In all cases based on what’s actually happening in today's society, actors with imaginary names will stand in for actual persons, who are always the real stories. Novels and screenplays magically indemnify authors and producers against liability when narratives make some antagonists upon whom they are based look bad. On occasions, authorities have been known to locate sources and prosecute if a movie raises public’s hackles. Directors and novelists receive awards and rewards for doing so. Documentarians and journalists generally get suits filed against them by lawyers in suits, because it’s all about disseminating spin, maintaining appearances, and never portraying truth. Ask filmmaker Michael Moore, called a creep for making almost undeniable observations. That’s how illogic can win, by renouncing the messenger when you can’t refute the message.

Novels aren’t always new. Neither are movies. Many are written to formulas: Hacks plug in different names and places and, voilĂ , escapism. Some psychologists criticize them for their linear rigidity and rhetorical manipulation of readers. Yet some argue that fiction describes reality better than nonfiction, because too few who diarize, journalize, or pen memoirs stick to unvarnished facts, rather color observations with bias or hyperbole, as do fisherman who exaggerate size of catches, and politicians who manufacture legacies for themselves. It’s clear that all writing ultimately derives from actual experiences embellished less or more by imagination. Nevertheless, spend 75% of time concentrating on nonfiction books per se, maybe in the hope of discovering something both factual and useful. Not one convinces anyone of its reality, but each may raise questions worth asking.

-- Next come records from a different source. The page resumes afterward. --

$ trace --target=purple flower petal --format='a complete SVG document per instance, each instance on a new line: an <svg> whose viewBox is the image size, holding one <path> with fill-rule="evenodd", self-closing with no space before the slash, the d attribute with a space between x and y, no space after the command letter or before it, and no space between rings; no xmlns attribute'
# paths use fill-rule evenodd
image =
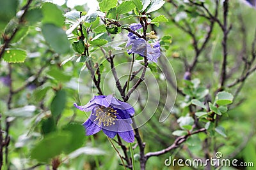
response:
<svg viewBox="0 0 256 170"><path fill-rule="evenodd" d="M126 142L134 142L134 132L133 132L133 131L129 131L127 132L118 132L118 134Z"/></svg>
<svg viewBox="0 0 256 170"><path fill-rule="evenodd" d="M95 107L96 104L95 103L88 103L84 106L78 106L77 104L74 103L74 106L81 111L90 111Z"/></svg>
<svg viewBox="0 0 256 170"><path fill-rule="evenodd" d="M107 130L107 129L102 129L102 131L106 136L108 136L110 138L114 138L115 136L116 136L116 133L117 133L115 131L109 131L109 130Z"/></svg>
<svg viewBox="0 0 256 170"><path fill-rule="evenodd" d="M113 96L111 95L98 96L95 96L95 101L97 104L108 108L111 103L112 97Z"/></svg>
<svg viewBox="0 0 256 170"><path fill-rule="evenodd" d="M137 23L132 23L132 24L131 24L129 27L131 29L132 29L133 31L142 28L142 25L140 24L137 24Z"/></svg>
<svg viewBox="0 0 256 170"><path fill-rule="evenodd" d="M102 129L111 138L120 132L121 138L125 141L134 141L131 117L134 114L134 110L129 104L109 95L94 96L88 104L83 106L77 106L76 103L74 105L83 111L92 111L90 118L83 124L86 135L94 134Z"/></svg>
<svg viewBox="0 0 256 170"><path fill-rule="evenodd" d="M90 118L83 123L83 125L86 129L86 136L94 134L101 130L101 128Z"/></svg>

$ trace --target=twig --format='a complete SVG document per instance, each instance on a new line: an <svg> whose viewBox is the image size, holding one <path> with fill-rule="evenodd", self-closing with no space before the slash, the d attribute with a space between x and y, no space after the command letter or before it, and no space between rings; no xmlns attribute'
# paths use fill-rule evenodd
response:
<svg viewBox="0 0 256 170"><path fill-rule="evenodd" d="M195 134L200 133L200 132L205 132L205 131L206 131L206 129L205 128L202 128L202 129L196 130L190 134L188 134L187 135L180 136L180 137L177 138L175 139L175 141L174 141L174 143L169 147L168 147L165 149L161 150L160 151L157 151L157 152L148 152L145 155L145 157L146 157L146 159L147 160L150 157L159 156L159 155L164 154L164 153L171 151L172 150L179 147L179 146L180 144L182 144L182 143L184 143L184 141L186 141L186 139L188 139L188 138L189 136Z"/></svg>
<svg viewBox="0 0 256 170"><path fill-rule="evenodd" d="M36 165L35 165L33 166L31 166L31 167L28 167L28 168L24 169L23 170L33 170L35 168L36 168L36 167L37 167L38 166L43 166L43 165L44 165L44 164L36 164Z"/></svg>
<svg viewBox="0 0 256 170"><path fill-rule="evenodd" d="M124 154L124 157L125 157L125 159L126 160L126 162L127 162L127 167L130 169L131 169L132 167L132 165L131 165L131 160L128 157L128 154L127 154L127 148L126 148L125 145L124 145L123 144L123 143L122 142L121 138L120 137L120 136L118 134L116 135L117 136L117 139L118 141L116 141L117 143L117 144L118 144L119 146L121 146L122 150L123 150Z"/></svg>
<svg viewBox="0 0 256 170"><path fill-rule="evenodd" d="M253 43L252 43L252 59L249 62L249 66L248 66L249 68L252 67L252 64L256 57L255 45L256 45L256 29L255 29L255 33L254 35L254 39L253 41ZM256 66L255 66L253 67L251 67L251 69L248 70L247 72L246 72L245 73L243 74L243 75L242 74L242 75L240 76L239 78L236 80L233 83L231 83L230 84L228 85L227 87L228 88L230 88L230 87L232 87L236 85L237 84L238 84L239 83L244 82L246 80L248 76L250 76L254 71L255 71L255 70L256 70Z"/></svg>
<svg viewBox="0 0 256 170"><path fill-rule="evenodd" d="M223 32L223 39L222 41L222 47L223 47L223 60L222 62L222 68L220 76L220 90L223 89L225 85L225 83L227 80L226 79L226 74L227 74L227 59L228 55L227 52L227 38L228 34L230 31L228 29L228 24L227 24L227 17L228 12L228 0L225 0L223 3L223 24L222 25L222 31Z"/></svg>
<svg viewBox="0 0 256 170"><path fill-rule="evenodd" d="M2 169L3 166L3 132L2 132L2 126L1 126L1 119L2 119L2 115L0 113L0 169Z"/></svg>
<svg viewBox="0 0 256 170"><path fill-rule="evenodd" d="M121 154L120 153L118 150L116 148L116 146L115 146L114 143L112 142L111 139L109 137L108 137L108 139L109 140L109 141L110 142L110 143L112 145L113 147L114 148L114 149L115 150L115 151L116 152L117 154L118 155L119 157L121 159L122 163L124 166L124 168L125 170L126 170L126 166L125 164L124 164L124 160L123 160L123 157L122 157Z"/></svg>
<svg viewBox="0 0 256 170"><path fill-rule="evenodd" d="M14 38L14 36L15 36L15 34L17 34L18 31L20 29L20 25L24 22L25 15L27 13L27 11L29 7L30 4L32 3L32 1L33 0L28 0L27 3L22 8L22 9L24 9L24 12L23 12L22 15L21 15L20 19L19 20L18 26L14 29L13 32L12 32L12 35L8 38L4 38L4 43L1 47L1 50L0 50L0 60L4 53L5 49L6 49L8 47L9 44L11 42L12 39Z"/></svg>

Books represent arbitrary conventions, blogs, one-sided opinions. Nothing really occurs in life as described, because words don’t exactly equal lives, which tend to drag along boringly until punctuated by crises. Only events get described to telescope narrative time or readers skip ahead. Absorb stories even faster from films; saw tens of thousands over 5 decades. Logic remains the biggest victim of tall tales. Society always urged reading and writing for money, so obliged. Researching and writing over 500 books instilled a deep dissatisfaction with almost everything except honest essentials. Sorry if that makes Labann hard to get along with, but you can always escape into psychotropic bliss should entertainment not fill your craving abyss.